Aldibaldi555 · 19/09/2019 16:28

Hi op
I’ve got a Toddler. I work 4 days so have a good balance to my life. I do my sporty hobby 3x per week - once on day off, one evening a week and once at weekend.

The key is having a DH willing to do their fair share of childcare which mine does. Also we’re lucky to have a family member who loves babysitting locally and we can afford to put DC in nursery for half a day on my day off. So obviously that all helps and appreciate I’m fortunate.

Yes having a baby / toddler is hard - 100 times harder than I imagined - but my DC is amazing & I still have a life beyond child rearing.

I hated mat leave but as soon as I got back to work & got some balance back in my life I was much happier.

There will be hard times but it’s not all bad Wink

Oh and that’s coming from someone who doesn’t like kids (until I had my own)

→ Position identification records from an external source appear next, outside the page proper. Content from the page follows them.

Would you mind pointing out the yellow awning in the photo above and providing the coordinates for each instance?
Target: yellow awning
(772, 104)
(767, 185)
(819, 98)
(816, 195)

Cath2907 · 19/09/2019 16:31

Yes you can get totally "touched out!" They just want you to focus on them ALL the time. But when I am down I can grab her and hug her and sniff her hair and I feel instantly 1 million times better.

Beware that the love doesn't automatically arrive the moment they are born. However one day you will be holding your child and it will dawn on you that they are the ultimate centre of your universe and that life without them is unimaginably awful. The idea of her dying creeps up on me occasionally and it is terrifying. My heart would break.

Loopytiles · 19/09/2019 16:37

Does your DH currently do his fair share of domestic work?

Domestic work and admin (eg health, shopping) massively increases with a DC.

Is he willing to do a fair share of this, and share parenting, including when this affects his sleep, health, work and leisure time?

If so, you should be OK!

If not, now would be a good time to make some changes and decide what your boundaries are.

Courtney555 · 19/09/2019 16:42

@signofthetime no worries, like I said, I can only speak on my experience, but that's what my experience was, and I wish I hadn't listened to people and enjoyed my pregnancy. It's almost like they enjoy the jibes.

Does it get tiring having a little one demanding your attention all the time? I'm scared that I'm going to really resent it and that I'll have regrets.

Nope. Because they don't. I've got friends whose kids run them ragged. And do you know why? Because they run after these precious first borns like you can't imagine. It would be a fairer statement to say run themselves ragged, thinking it makes them a more caring mother. A better mother. In my opinion it makes them a pointlessly exhausted mother, because their kid's no happier than mine, and I'm chilled out, with a cup of tea, flicking through the papers. DS wanted my attention. He also wanted his toys. He wanted to watch the fish. He wanted to watch the TV. He wanted to boing in his bouncer. He slept. They sleep a lot. He wanted to do a hundred things, which mostly didn't require me hovering over him continually.

Can I recommend you something? A little book called "French children don't throw food." This is my Bible lol. As a clueless first time mum, I followed this religiously and had a baby that was borderline effortless. I've still got it twelve years on as it meant that much to me, and I'll be using it as soon as these two appear.

You'll be absolutely fine. Be very keen to retain your own identity. You're not just "Fred's mum" you're you, with little Fred now accompanying.

BadassBusty · 19/09/2019 16:42

I have a 2.5 year old, had a horrible pregnancy, was very low during the first few months although hid it well and she still doesn't really sleep through BUT she is amazing, I work 3 days (I've read that other thread) and the juggle is fine, maybe I am lucky, we juggle two sets of grandparents and nursery on the days I work, it's all over the place but I don't find it a struggle AND I work in central London so my commute is 1.5 hours each way. We both keep up with our friends, just takes a little more planning. I go away for a night every 6 weeks or so too which helps (some of my friends live further away). I adore my little girl, she brings so much joy!